Lovers Need Layers
On "Leaving Omaha", a country influenced song (complete with steel guitar), Kasher chronicles the love/hate relationship he has had with his hometown throughout his life. The song sees Tim on the day of his high school graduation, with all the excitement of leaving town to go to a university. It also visits the bitterness he feels upon returning home, and takes a late night drive to visit a friend who made it out of Omaha. Tim finally follows a lover to Portland and "made his escape". In the aftermath of that, Tim states "Omaha, you never looked so good". "Entertainer" sounds like a Cursive b-side, with pretty much the same instrumentation and vocal style as anything off of The Ugly Organ. The song is a diatribe against the idea that he could never be a real artist because he's a rock musician. He states that his job is to just to "keep the customers drunk".
Kasher has always been his strongest when he writes his Cursive concept albums, a la The Ugly Organ and Domestica. Well, on the title track, Kasher sets up a trial scene comparable to the last song on Pink Floyd's definitive concept album The Wall: Kasher is "on trial" for allegedly cheating on his lover. In what probably turns out to be the strongest song (lyrically at least), his character remembers going to a bar and talking to a woman until last call, when they both leave in search of more alcohol. Tim protests that he's innocent, that he "still went home alone". The backing track includes very Cure-esque music with verses that are set over stark, keyboards and build up to a shouting, pulsing chorus. On the closing track, "For Love of the Song" Tim once again offers a self-mockery of his songwriting skills, like much of The Ugly Organ. He explains how he wrote some of his other songs in the past and basically tells us he's just going through the motions with lyrics such as, "I thought I'd start this simple song, with something you could sing along, like na na na na/ But then I felt a bit cliché, I started 'Beaten Path' that way." This refers to a song off of The Good Life's last full length Black Out.

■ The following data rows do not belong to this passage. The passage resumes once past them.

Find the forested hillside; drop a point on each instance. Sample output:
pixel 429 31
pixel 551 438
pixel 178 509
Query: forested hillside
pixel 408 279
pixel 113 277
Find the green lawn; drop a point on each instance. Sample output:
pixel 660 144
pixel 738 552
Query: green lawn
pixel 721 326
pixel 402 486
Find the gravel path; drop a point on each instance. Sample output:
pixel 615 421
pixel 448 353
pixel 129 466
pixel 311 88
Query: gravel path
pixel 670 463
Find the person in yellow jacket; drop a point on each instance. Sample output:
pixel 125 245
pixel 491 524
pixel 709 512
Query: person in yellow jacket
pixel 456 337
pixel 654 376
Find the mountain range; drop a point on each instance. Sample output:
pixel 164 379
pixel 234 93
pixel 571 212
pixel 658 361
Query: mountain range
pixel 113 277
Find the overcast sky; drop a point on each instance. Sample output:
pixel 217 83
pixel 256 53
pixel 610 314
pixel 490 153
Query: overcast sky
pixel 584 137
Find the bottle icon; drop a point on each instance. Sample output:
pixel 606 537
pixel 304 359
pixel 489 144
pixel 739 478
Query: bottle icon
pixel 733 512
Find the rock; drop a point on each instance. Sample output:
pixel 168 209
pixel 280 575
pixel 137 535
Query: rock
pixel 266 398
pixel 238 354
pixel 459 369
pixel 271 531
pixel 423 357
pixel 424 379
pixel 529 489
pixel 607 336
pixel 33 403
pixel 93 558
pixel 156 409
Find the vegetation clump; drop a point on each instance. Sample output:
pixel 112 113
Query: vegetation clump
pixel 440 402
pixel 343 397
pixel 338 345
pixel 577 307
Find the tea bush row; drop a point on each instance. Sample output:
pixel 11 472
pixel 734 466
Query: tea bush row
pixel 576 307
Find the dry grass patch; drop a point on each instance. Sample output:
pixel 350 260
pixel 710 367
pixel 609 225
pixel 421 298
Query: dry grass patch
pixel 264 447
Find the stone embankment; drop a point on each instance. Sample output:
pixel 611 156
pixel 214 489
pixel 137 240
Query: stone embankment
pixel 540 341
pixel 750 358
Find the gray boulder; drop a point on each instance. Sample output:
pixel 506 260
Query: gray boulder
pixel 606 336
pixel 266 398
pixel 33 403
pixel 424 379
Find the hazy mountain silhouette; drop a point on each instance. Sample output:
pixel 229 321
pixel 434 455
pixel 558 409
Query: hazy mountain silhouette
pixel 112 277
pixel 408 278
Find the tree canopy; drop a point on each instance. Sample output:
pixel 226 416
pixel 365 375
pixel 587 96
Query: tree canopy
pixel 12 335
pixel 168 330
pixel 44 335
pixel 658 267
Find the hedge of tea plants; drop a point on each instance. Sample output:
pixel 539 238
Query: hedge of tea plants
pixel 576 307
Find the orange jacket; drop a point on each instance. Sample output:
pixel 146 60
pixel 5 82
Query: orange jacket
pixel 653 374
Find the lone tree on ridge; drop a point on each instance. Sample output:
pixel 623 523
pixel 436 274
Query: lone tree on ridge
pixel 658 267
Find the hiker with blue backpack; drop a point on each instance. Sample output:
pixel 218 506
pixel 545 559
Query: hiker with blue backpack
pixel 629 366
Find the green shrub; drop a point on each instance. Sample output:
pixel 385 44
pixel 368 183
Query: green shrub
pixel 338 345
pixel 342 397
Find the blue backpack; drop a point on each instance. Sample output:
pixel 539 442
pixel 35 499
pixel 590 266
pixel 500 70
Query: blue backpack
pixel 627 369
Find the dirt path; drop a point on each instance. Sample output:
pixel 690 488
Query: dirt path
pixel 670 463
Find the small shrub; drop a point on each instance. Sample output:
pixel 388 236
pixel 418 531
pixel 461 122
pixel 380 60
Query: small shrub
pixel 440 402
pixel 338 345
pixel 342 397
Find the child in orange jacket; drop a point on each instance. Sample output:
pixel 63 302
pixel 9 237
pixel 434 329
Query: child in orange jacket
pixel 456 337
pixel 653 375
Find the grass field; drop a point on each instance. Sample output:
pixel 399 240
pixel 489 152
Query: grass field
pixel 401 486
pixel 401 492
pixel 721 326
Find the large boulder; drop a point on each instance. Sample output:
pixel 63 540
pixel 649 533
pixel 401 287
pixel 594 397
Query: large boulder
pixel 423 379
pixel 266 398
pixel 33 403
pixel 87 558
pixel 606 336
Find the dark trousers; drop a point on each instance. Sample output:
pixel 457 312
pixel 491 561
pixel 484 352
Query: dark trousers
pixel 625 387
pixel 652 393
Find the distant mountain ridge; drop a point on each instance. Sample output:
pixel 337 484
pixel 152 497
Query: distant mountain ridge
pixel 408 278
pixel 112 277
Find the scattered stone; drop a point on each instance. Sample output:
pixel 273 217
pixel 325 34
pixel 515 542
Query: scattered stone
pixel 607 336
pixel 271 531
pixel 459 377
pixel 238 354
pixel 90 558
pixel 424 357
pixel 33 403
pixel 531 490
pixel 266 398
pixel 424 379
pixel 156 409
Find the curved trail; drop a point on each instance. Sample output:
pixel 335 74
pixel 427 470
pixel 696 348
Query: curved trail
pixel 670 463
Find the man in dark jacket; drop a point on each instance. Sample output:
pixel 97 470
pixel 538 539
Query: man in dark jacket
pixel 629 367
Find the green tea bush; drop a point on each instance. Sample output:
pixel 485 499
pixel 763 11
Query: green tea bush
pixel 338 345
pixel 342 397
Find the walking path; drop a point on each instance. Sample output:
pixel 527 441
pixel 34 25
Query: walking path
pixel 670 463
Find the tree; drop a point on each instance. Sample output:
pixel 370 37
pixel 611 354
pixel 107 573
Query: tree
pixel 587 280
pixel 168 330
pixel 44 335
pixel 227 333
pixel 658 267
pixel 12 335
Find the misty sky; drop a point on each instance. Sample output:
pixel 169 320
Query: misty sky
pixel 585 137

All in all, this is a pretty good EP and probably well worth the 8 bucks you'll pay for it, but I've just come to expect so much from Tim Kasher after the last Cursive album and this EP just seems to pale in comparison to his past accomplishments. But also, I think maybe Kasher's shtick may get a little tired if he doesn't change up his subject matter. I just don't know how many more songs he can write about his divorce, or the self pitying songs-about-songs that seem to have been a trend since Cursive's last EP.